To further improve the annotation of the C. finmarchicus transcriptome, we manually annotated genes in the β-oxidation pathway, using as a reference the amino acid sequences of enzymes in the β-oxidation pathway from D. pulex, the only crustacean in the KEGG database as of December 2017 (dpx00071). It was also the species with most top hit blastx searches for C. finmarchicus in the study by Lenz et al.16. A nucleotide database was made from the reference transcriptome, and each amino acid sequence was used in a tblastx (BLAST+, version 2.7.1) query (translated nucleotide sequence toward amino acid sequence). E-value cutoff was set at 10−7. Following the manual annotation of the genes in the β-oxidation pathway, we observed that the automatic blast-based annotation had not consistently assigned these genes to a common GO term or pathway (i.e., related to β-oxidation). Similar limitations of automated blast-based annotation of the C. finmarchicus transcriptome have previously been observed for the glycolysis pathway67. To assess GO enrichment of the β-oxidation pathway specifically, we manually assigned all the genes with a custom term, “GO:5000000,” and repeated the enrichment analysis on up- and downregulated genes separately, comparing the experimental C5s combined against the reference group.

The same method as described above was used (with tblastn) when identifying master regulators of lipid metabolism and protein degradation genes (proteasome). The amino acid sequence for SREBP was obtained from Daphnia magna (SI, Table S8). Two partial sequences encoding TAp63 were obtained from Mytilus galloprovincialis, and both sequences had the same top hit in C. finmarchicus. The amino acid sequence for HNF4 was obtained from T. japonicus. Due to the importance of the peroxisome proliferator activator receptor (PPAR) as a master regulator of energy and lipid homeostasis in many other species68, we investigated the presence of this receptor in C. finmarchicus. The top hit had a 35% identity with a sequence that was annotated as NHR-E75. Amino acid sequences encoding all subunits of the core proteasome were obtained from D. melanogaster.

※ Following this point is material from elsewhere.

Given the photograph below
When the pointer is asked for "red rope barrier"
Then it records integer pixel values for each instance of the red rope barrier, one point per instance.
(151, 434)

A phylogenetic analysis was conducted to investigate the apparent loss of a CPT gene from C. finmarchicus. CPT1 and CPT2 amino acid sequences were retrieved from the KEGG database (EC: 2.3.1.21) for D. pulex, D. melanogaster, T. castaneum, H. sapiens, and M. musculus (accession numbers for amino acid sequences in Supplementary Table S9a). We used the D. pulex sequences to search transcriptomic databases for the copepod species C. glacialis (PRJNA237014, PRJNA274584), E. affinis (PRJNA242763), and T. japonicas (PRJNA274317) using tblastn with default parameters (nucleotide sequence accession numbers in Supplementary Table S9b). We also searched a second transcriptomic database that had been independently assembled for C. finmarchicus (PRJNA236528). The longest open reading frame was identified within each copepod transcript using a biopython-based script69,70 (reported in Supplementary Table S10). All sequences were aligned using MUSCLE with default parameters71. A maximum likelihood analysis was conducted using RAXML-HPC version 8 with rapid bootstrapping options72, as implemented on the XSEDE platform through the CIPRES Science Gateway73. Trees were visualized and edited (font size, position of apparent root) using FigTree version 1.1.2 and Adobe Illustrator (version CS4, repositioning of labels for visibility, labelling of clades).